A prendere una posizione netta è Mario Malandrone, consigliere in quota Ambiente Asti, che analizza il passaggio istituzionale legandolo all'imminente incarico di vertice per il politico all'interno della Cassa di Risparmio di Asti.
Incompatibilità e ruolo delle banche
Secondo l'esponente dell'opposizione, la vicenda non può essere derubricata a semplice prassi burocratica. Il consigliere evidenzia come il tema riguardi direttamente il delicato equilibrio tra la sfera pubblica e quella finanziaria.
"Le dimissioni di Maurizio Rasero dalla presidenza della Provincia di Asti non possono essere liquidate come un fatto ordinario", esordisce Malandrone.

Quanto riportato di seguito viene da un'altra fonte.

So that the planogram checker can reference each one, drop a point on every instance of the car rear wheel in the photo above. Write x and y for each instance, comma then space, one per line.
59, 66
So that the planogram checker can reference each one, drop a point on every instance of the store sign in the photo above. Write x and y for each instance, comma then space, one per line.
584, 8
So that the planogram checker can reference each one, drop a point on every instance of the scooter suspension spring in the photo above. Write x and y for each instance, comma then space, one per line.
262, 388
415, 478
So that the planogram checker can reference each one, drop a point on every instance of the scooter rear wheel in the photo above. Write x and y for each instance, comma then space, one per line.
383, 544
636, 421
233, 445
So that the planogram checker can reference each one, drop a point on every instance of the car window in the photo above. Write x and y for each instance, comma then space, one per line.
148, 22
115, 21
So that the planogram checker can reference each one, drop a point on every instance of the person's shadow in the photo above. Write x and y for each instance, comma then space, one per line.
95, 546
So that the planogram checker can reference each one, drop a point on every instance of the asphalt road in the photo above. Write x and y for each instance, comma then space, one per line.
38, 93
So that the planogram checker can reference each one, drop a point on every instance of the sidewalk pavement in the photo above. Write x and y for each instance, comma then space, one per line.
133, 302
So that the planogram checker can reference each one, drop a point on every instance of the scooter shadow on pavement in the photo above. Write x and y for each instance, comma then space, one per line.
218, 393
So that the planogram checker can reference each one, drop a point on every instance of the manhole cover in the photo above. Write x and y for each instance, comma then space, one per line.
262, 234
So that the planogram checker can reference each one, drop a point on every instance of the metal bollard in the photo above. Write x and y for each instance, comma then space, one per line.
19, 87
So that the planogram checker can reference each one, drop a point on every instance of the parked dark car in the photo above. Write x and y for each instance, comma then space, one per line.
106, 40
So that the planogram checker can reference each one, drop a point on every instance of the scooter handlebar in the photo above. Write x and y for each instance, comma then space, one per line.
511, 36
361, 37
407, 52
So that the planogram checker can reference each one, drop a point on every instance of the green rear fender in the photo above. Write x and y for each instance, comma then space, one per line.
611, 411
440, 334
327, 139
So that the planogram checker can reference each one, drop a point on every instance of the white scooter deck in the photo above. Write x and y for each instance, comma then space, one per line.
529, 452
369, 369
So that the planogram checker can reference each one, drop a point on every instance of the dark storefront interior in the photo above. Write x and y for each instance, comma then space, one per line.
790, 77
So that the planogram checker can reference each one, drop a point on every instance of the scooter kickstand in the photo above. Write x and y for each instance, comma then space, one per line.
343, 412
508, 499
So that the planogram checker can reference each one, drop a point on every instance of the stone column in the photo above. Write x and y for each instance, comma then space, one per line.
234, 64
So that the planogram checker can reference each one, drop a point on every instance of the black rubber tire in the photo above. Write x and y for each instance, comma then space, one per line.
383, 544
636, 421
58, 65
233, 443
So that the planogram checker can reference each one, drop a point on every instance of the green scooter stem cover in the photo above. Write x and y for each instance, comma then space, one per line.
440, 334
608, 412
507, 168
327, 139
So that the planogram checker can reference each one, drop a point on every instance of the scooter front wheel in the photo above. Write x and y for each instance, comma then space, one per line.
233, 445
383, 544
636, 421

Il focus si sposta subito sulle ragioni di questa uscita di scena anticipata. "Se, come appare evidente, questa scelta è legata all’assunzione di un ruolo apicale nella Cassa di Risparmio di Asti, prosegue il consigliere, il tema non è semplicemente personale o di percorso individuale, ma riguarda il rapporto tra istituzioni pubbliche e sistema bancario del territorio".

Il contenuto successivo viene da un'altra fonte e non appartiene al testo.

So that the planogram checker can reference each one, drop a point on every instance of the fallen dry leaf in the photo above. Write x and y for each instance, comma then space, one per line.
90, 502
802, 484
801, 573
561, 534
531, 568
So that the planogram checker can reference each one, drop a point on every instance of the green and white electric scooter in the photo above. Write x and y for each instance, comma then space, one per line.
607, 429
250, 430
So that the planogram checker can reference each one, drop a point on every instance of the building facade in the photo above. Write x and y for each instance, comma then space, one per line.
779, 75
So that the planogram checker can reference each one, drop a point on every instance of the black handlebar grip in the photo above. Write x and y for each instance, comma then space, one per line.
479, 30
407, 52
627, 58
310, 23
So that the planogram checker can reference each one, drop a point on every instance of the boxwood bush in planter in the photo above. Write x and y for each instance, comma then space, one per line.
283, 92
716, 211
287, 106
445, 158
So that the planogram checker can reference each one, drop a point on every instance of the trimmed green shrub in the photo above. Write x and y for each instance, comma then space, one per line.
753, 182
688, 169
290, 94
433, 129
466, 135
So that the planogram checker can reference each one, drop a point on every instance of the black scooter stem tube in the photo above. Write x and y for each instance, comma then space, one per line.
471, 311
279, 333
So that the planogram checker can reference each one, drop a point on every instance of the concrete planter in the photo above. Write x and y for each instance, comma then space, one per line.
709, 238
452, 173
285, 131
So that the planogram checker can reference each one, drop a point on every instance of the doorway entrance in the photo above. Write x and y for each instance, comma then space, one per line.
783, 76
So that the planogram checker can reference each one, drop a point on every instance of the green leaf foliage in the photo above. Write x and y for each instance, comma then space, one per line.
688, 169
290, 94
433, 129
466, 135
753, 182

Il comunicato non risparmia critiche al modus operandi di chi amministra la cosa pubblica, ponendo interrogativi precisi. Se dimettersi per incompatibilità rappresenta un atto dovuto, l'esponente politico invita a una riflessione più ampia.
Diventa legittimo chiedersi, fa notare Malandrone, "se tale passaggio fosse già previsto", ma anche "se gli organi istituzionali e i cittadini ne fossero pienamente consapevoli, se sia corretto utilizzare incarichi pubblici come tappe di un percorso verso altri ruoli".

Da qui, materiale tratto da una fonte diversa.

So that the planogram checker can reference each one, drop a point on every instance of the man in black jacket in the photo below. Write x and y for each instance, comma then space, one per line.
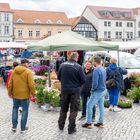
86, 88
72, 77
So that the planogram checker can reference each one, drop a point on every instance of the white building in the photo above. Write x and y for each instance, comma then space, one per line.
6, 23
114, 23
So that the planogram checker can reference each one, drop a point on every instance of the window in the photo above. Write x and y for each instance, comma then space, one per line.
37, 33
127, 24
109, 23
59, 22
20, 20
104, 13
49, 21
0, 30
6, 30
30, 33
19, 33
6, 17
37, 21
139, 24
49, 33
107, 34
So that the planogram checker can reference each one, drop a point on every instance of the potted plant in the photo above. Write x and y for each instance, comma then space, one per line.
134, 94
40, 95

L'attacco si fa più stringente quando si tocca il tema dell'opportunità di lasciare la guida di un ente prima del termine. "Una banca del territorio deve essere autonoma, forte e capace di operare nell’interesse di imprese e famiglie, non percepita come estensione o approdo della politica locale", sottolinea l'esponente di minoranza.
Un mandato interrotto per calcolo
L'analisi politica si fa poi particolarmente severa nei confronti delle scelte personali. Pur riconoscendo che l'ente provinciale sia di secondo livello, per Ambiente Asti si consuma una vera e propria frattura della fiducia elettorale.
"Qui si tradisce il mandato e lo si fa per una scelta personale di potere e incarichi", accusa Malandrone. La sua visione non lascia spazio a giustificazioni: "Tutto ciò non è semplicemente dovuto come molti diranno, ma biasimevole come condotta politica".
La conclusione dell'intervento è un forte richiamo al rispetto dei ruoli presi con la collettività astigiana. "Uno fa il sindaco e presidente fino a fine mandato", ribadisce con fermezza, aggiungendo che "se sceglie altro e se ne va prima per propri interessi, tradisce il mandato".
L'auspicio finale è che si faccia luce sull'intera operazione. "Per questo chiediamo trasparenza piena sulle motivazioni e sulle modalità di questa scelta, conclude Malandrone, e ribadiamo un principio semplice: le istituzioni si rispettano fino in fondo, evitando percorsi già scritti e garantendo chiarezza verso la comunità".